Dalam tulisan ini, akan dibahas secara mendalam mengenai kelemahan dalam penerapan ungkapan “andai itu baik tentu generasi salaf sudah melakukannya” sebagai sebuah kaidah. Sebelumnya, telah diidentifikasi tiga kelemahan, dan kali ini akan dibahas empat kelemahan tambahan yang menunjukkan bahwa ungkapan tersebut bukanlah kaidah universal, melainkan hanya sebuah ungkapan dialektis dari Ibnu Katsir.
Salah satu poin penting yang dibahas adalah tentang patokan permanen umat Islam berdasarkan Al-Qur’an dan Sunnah. Ketika umat Islam berselisih pendapat, keduanya harus dijadikan acuan (QS. An-Nisa’: 59). Pengamalan Al-Qur’an dan Sunnah dapat dilakukan melalui cara tekstual dan istinbath. Metode istinbat dilakukan dengan mencocokkan hal baru dengan kaidah hukum yang ada.
Selain itu, penjelasan dari Imam Nawawi dan Imam Izzuddin bin Abdissalam memberikan gambaran mengenai cara istinbat yang dilakukan untuk mengetahui klasifikasi suatu hal baru dalam syariat. Ketiadaan tindakan dari Rasul dan para sahabat bukanlah dalil untuk menentukan hukum, dan hal tersebut tidak boleh dianggap sebagai pengharaman secara otomatis.
Dalam konteks inovasi, disebutkan bahwa para sahabat pun memiliki keterbatasan dalam kemampuan mereka sebagai manusia biasa. Banyak inovasi yang muncul setelah era mereka, namun selama tidak bertentangan dengan prinsip syariat yang ada sebelumnya, inovasi tersebut tidak dianggap sebagai bid’ah.

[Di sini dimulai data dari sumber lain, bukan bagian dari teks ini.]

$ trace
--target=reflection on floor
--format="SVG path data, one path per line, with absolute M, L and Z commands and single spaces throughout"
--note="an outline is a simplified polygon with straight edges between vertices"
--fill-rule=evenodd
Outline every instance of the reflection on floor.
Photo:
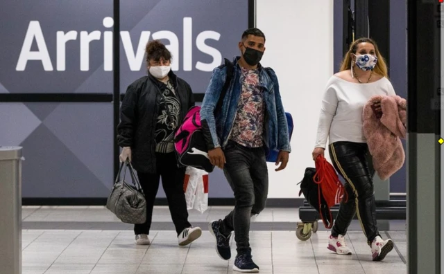
M 214 207 L 203 214 L 190 212 L 189 220 L 204 230 L 189 246 L 179 247 L 168 208 L 153 216 L 152 244 L 134 244 L 132 226 L 121 223 L 103 207 L 24 207 L 24 274 L 232 273 L 233 258 L 221 259 L 207 231 L 207 222 L 221 219 L 230 208 Z M 348 233 L 352 256 L 327 248 L 328 232 L 321 223 L 309 240 L 295 235 L 297 209 L 267 208 L 252 223 L 250 244 L 261 273 L 370 274 L 407 272 L 405 222 L 391 222 L 382 232 L 396 244 L 386 259 L 371 261 L 370 248 L 357 221 Z M 232 242 L 235 255 L 235 244 Z

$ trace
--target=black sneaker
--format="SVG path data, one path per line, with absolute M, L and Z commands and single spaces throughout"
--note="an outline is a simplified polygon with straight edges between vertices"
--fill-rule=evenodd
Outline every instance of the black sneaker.
M 233 270 L 244 273 L 257 273 L 259 266 L 253 262 L 250 254 L 241 254 L 236 256 Z
M 230 249 L 230 238 L 231 233 L 225 237 L 220 232 L 221 223 L 222 220 L 212 221 L 208 224 L 208 230 L 216 238 L 216 252 L 221 259 L 228 260 L 231 258 L 231 249 Z

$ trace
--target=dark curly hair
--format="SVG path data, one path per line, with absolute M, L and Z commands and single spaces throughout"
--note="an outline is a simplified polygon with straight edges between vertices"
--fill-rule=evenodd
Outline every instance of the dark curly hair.
M 171 60 L 171 53 L 160 40 L 153 40 L 148 42 L 145 47 L 145 53 L 146 54 L 146 64 L 148 66 L 150 60 L 159 61 L 162 57 L 165 60 Z

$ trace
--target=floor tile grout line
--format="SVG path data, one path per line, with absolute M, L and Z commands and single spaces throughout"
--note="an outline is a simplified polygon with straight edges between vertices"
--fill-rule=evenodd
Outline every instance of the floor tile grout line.
M 313 241 L 311 240 L 311 237 L 310 237 L 310 244 L 311 245 L 311 250 L 313 250 L 314 263 L 316 264 L 316 268 L 318 269 L 318 274 L 320 274 L 321 271 L 319 270 L 319 266 L 318 265 L 318 261 L 316 260 L 316 253 L 314 252 L 314 246 L 313 246 Z
M 355 245 L 353 244 L 353 241 L 352 241 L 352 238 L 350 237 L 349 235 L 347 235 L 347 237 L 348 237 L 348 240 L 350 241 L 350 244 L 352 244 L 352 246 L 353 246 L 353 250 L 355 250 L 355 254 L 356 254 L 356 257 L 358 259 L 358 262 L 359 262 L 359 265 L 361 266 L 361 268 L 362 268 L 362 271 L 364 271 L 364 273 L 366 273 L 366 270 L 364 269 L 364 266 L 362 265 L 362 263 L 361 263 L 361 259 L 359 259 L 359 255 L 356 251 L 356 248 L 355 248 Z
M 97 262 L 96 264 L 94 264 L 94 266 L 92 268 L 92 269 L 91 269 L 91 271 L 89 271 L 89 274 L 91 274 L 91 273 L 92 271 L 94 271 L 94 268 L 96 268 L 96 266 L 97 266 L 97 264 L 99 264 L 99 262 L 100 262 L 100 260 L 102 259 L 102 257 L 103 257 L 103 255 L 106 253 L 106 250 L 108 250 L 108 248 L 110 248 L 110 246 L 111 246 L 111 244 L 112 244 L 112 242 L 114 241 L 114 240 L 116 239 L 116 238 L 117 238 L 117 237 L 119 237 L 119 235 L 120 235 L 120 233 L 121 233 L 121 231 L 119 232 L 119 233 L 117 233 L 117 235 L 111 240 L 111 241 L 110 242 L 110 244 L 108 244 L 108 246 L 106 247 L 106 248 L 105 248 L 105 250 L 103 251 L 103 253 L 102 253 L 101 255 L 100 255 L 100 258 L 99 258 L 99 259 L 97 260 Z
M 270 232 L 270 238 L 271 238 L 270 239 L 271 244 L 271 273 L 275 273 L 275 265 L 274 263 L 273 262 L 273 231 Z
M 25 246 L 24 248 L 23 248 L 23 246 L 22 246 L 22 252 L 24 251 L 25 249 L 28 248 L 28 247 L 31 246 L 31 244 L 35 241 L 35 240 L 37 239 L 40 236 L 42 236 L 44 232 L 45 232 L 44 231 L 42 231 L 37 237 L 35 237 L 35 239 L 34 239 L 31 243 L 28 244 L 28 245 L 26 245 L 26 246 Z M 22 232 L 22 237 L 23 238 L 23 231 Z
M 193 245 L 193 244 L 190 244 L 189 246 L 188 246 L 188 250 L 187 251 L 187 255 L 185 256 L 185 259 L 184 260 L 183 262 L 183 266 L 182 266 L 182 270 L 180 271 L 180 273 L 183 273 L 183 270 L 185 269 L 185 264 L 187 264 L 187 258 L 188 257 L 188 254 L 189 254 L 189 250 L 191 248 L 191 246 Z
M 45 274 L 46 272 L 48 272 L 48 271 L 49 270 L 49 268 L 51 268 L 54 265 L 54 263 L 56 262 L 56 261 L 57 261 L 57 260 L 58 259 L 58 258 L 60 258 L 60 256 L 62 255 L 62 254 L 63 254 L 63 253 L 65 252 L 65 250 L 66 250 L 69 247 L 69 246 L 71 246 L 71 244 L 72 244 L 74 241 L 76 241 L 76 239 L 77 238 L 78 238 L 78 237 L 79 237 L 80 235 L 82 235 L 82 233 L 83 233 L 83 232 L 84 232 L 84 231 L 82 231 L 82 232 L 80 232 L 80 233 L 78 233 L 78 235 L 77 236 L 76 236 L 76 237 L 74 237 L 74 239 L 73 239 L 73 240 L 72 240 L 72 241 L 71 241 L 69 242 L 69 244 L 68 244 L 68 245 L 67 246 L 67 247 L 65 247 L 65 248 L 62 250 L 62 252 L 60 252 L 60 254 L 59 254 L 59 255 L 58 255 L 58 256 L 57 256 L 57 257 L 56 258 L 56 259 L 54 259 L 54 261 L 51 264 L 51 265 L 49 266 L 49 267 L 48 268 L 48 269 L 46 269 L 46 270 L 43 273 L 43 274 Z M 44 233 L 45 233 L 45 232 L 43 232 L 43 234 L 44 234 Z M 43 234 L 42 234 L 42 235 L 43 235 Z
M 391 237 L 390 236 L 390 234 L 388 234 L 388 231 L 384 231 L 384 232 L 386 233 L 386 235 L 387 235 L 388 239 L 391 239 Z M 401 258 L 401 260 L 402 261 L 404 264 L 407 264 L 407 261 L 405 259 L 404 256 L 402 256 L 402 253 L 401 253 L 400 250 L 398 248 L 398 246 L 396 246 L 396 244 L 395 244 L 395 241 L 393 240 L 393 239 L 392 239 L 392 242 L 393 243 L 393 247 L 395 248 L 396 253 L 398 253 L 398 256 L 400 256 L 400 258 Z
M 153 241 L 154 241 L 155 237 L 157 237 L 158 234 L 159 234 L 159 231 L 155 232 L 155 235 L 153 237 L 153 241 L 151 241 L 150 244 L 148 246 L 148 248 L 146 248 L 146 250 L 145 250 L 145 254 L 144 254 L 144 257 L 142 257 L 142 260 L 140 261 L 140 264 L 139 264 L 139 266 L 137 266 L 137 269 L 136 269 L 136 272 L 135 272 L 134 274 L 137 274 L 137 272 L 139 271 L 139 269 L 140 268 L 140 266 L 142 266 L 142 263 L 144 262 L 144 259 L 145 258 L 145 256 L 146 256 L 146 253 L 148 253 L 148 250 L 150 249 L 150 248 L 151 247 L 151 244 L 153 244 Z
M 26 220 L 28 217 L 29 217 L 31 215 L 32 215 L 33 214 L 34 214 L 34 212 L 35 212 L 37 210 L 38 210 L 39 209 L 40 209 L 40 208 L 42 208 L 42 206 L 40 206 L 38 208 L 34 208 L 34 210 L 33 210 L 32 212 L 31 212 L 28 216 L 26 216 L 26 217 L 23 218 L 23 219 L 22 220 L 22 221 L 24 221 L 24 220 Z M 22 209 L 23 210 L 23 207 Z

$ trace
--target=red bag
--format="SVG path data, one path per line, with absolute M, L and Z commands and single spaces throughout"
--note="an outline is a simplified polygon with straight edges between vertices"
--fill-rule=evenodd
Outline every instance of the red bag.
M 330 209 L 332 206 L 341 203 L 343 198 L 345 199 L 345 201 L 348 198 L 344 197 L 344 194 L 347 195 L 345 191 L 343 185 L 339 181 L 338 174 L 334 170 L 333 165 L 327 161 L 322 155 L 319 155 L 315 162 L 316 172 L 313 176 L 313 181 L 318 184 L 318 195 L 319 195 L 319 208 L 321 208 L 321 193 L 327 202 L 327 205 Z M 330 212 L 330 210 L 329 210 Z M 330 212 L 330 219 L 332 219 L 332 213 Z M 330 226 L 327 226 L 325 221 L 323 219 L 322 214 L 321 217 L 325 225 L 327 228 L 331 228 L 332 226 L 332 222 L 330 223 Z M 327 227 L 330 226 L 330 227 Z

Poin terakhir yang dibahas adalah tentang ketidakakuratan ungkapan tersebut, yang dapat dipatahkan dengan kaidah lain yang juga tidak memiliki dasar yang kuat. Ditegaskan bahwa para ulama ahli tahqiq tidak memandang perkataan Ibnu Katsir tersebut sebagai kaidah umum mengenai bid’ah.
Dari analisis mendalam ini, dapat disimpulkan bahwa penting untuk tidak mengeneralisasi ungkapan tertentu sebagai kaidah universal tanpa melihat konteks dan situasi yang sesungguhnya. Perbedaan pendapat dan sudut pandang harus dipertimbangkan dengan bijak demi pemahaman yang lebih komprehensif dalam memahami ajaran Islam.